Water temperature should be kept between 23-27'C with pH between 6,5-7,5.

Photo by Dusko Bojic.


Glass Catfish

Kryptopterus bicirrhis
Also known as the Ghost Catfish, this unusual, transparent-bodied fish is commonly bought as a novelty, but deserves greater appreciation. It is best kept as a shoal. Single specimens tend to hide and even die. Allow plenty of swimming space and maintain water quality to prevent bacterial infection. Provide efficient filtration giving a moderate water flow.
It prefers small live foods, frozen and flake foods. Although generally unaggressive, it may eat small fry if opportunity arises.
At rest these fish hang with tail down at an angle of 30'. This is normal.
They grow up to 10 cm. Water temp. should be 25'C pH 6,5.

Photo by Dusko Bojic

Gold Banded Peckoltia

Peckoltia vittata
The Gold Banded Peckoltia Plecostomus comes from the rivers and tributaries of South America. It is dark brown with yellow stripes covering the entire body and fins. The Gold Banded Peckoltia Plecostomus makes a good addition to any community aquarium.Planted aquariums with hardy, fast-growing plants, high aeration, and water movement provide a healthy environment. Rocks and driftwood help to accent a natural habitat and provide hiding spaces to reduce the stress for the Gold Banded Peckoltia Plecostomus. A recommended minimum tank of 120 L should be provided to house this fish.Feeding the Gold Banded Peckoltia Plecostomus is not difficult since it is not a finicky eater. Feeding off the bottom of the aquarium, it gets most of its nutrition from left over food and algae. If there is no algae or left over food present, supplement with high quality flake food, sinking carnivore pellets, freeze-dried bloodworms, and tubifex.They grow up to 10 cm and need water temp. around 24'C with pH 6.5-7.

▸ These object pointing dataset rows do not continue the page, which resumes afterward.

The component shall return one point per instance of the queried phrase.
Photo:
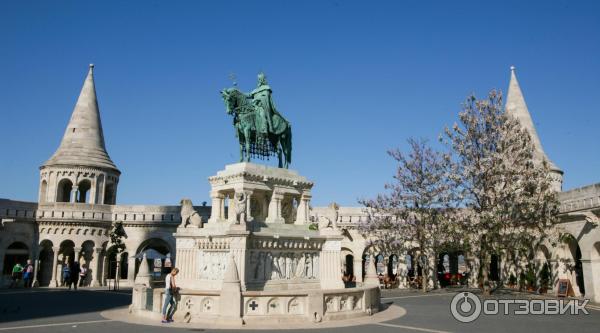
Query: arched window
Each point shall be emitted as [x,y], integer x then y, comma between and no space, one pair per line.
[84,191]
[43,191]
[99,186]
[16,252]
[63,193]
[109,194]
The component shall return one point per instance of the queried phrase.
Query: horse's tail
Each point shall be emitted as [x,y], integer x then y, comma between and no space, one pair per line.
[289,144]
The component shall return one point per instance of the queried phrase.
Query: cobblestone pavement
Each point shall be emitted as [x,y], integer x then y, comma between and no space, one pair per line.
[57,310]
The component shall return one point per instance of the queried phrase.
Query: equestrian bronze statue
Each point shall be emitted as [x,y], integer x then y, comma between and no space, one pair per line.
[261,130]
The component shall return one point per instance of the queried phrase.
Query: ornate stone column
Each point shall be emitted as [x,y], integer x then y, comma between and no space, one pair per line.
[473,264]
[104,269]
[303,207]
[118,270]
[402,271]
[329,264]
[54,279]
[231,209]
[78,253]
[275,207]
[74,190]
[1,266]
[36,264]
[591,272]
[249,194]
[131,270]
[217,213]
[95,263]
[357,269]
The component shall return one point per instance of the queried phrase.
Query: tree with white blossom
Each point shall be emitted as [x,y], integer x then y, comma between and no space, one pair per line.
[413,211]
[507,194]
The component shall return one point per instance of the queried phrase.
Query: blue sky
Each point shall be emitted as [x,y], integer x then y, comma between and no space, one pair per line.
[354,79]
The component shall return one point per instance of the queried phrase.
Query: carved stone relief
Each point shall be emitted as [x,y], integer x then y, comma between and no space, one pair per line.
[212,265]
[281,265]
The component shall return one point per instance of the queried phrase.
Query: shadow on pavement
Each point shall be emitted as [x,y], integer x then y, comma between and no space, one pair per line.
[20,304]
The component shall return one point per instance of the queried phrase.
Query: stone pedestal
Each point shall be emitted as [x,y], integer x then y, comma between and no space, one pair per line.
[231,295]
[259,261]
[371,278]
[144,276]
[284,193]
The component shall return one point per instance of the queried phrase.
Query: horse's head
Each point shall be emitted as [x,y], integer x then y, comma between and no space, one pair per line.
[229,96]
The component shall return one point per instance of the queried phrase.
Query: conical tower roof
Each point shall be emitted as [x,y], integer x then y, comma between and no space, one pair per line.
[83,141]
[516,106]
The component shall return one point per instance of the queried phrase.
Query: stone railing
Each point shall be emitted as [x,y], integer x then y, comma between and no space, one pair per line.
[582,198]
[17,210]
[82,212]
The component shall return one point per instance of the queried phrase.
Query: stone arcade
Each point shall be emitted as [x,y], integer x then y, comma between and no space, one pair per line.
[77,206]
[262,260]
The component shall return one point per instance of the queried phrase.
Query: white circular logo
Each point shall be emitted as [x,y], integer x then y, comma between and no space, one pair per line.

Beautiful Photo by Rebecca Devaux

Adolfo's Cory Cat

Corydoras adolfoi
The Adolfoi Cory Cat requires a well planted aquarium with plenty of hiding places, like driftwood, that provides relief from the light. A smooth sand or gravel substrate is needed because of the easily damaged barbels. They enjoy being in numbers, so a small shoal of six or more is ideal for these cats.
Adolfoi comes from South America and is a peaceful bottom dwelling scavenger.
This fish is omnivorous and will require a well balanced diet including dried, flake, frozen, and live foods. Feed a quality flake and pellet food as well as frozen brine shrimp and live worms.
The water should be soft and acidic pH 6,5, temp. around 26'C.
Adolfo grows up to 6 cm and lives up to 5 years. They should be kept with peaceful species like Discus, Tetras, Gouramies, Platies, Angels etc.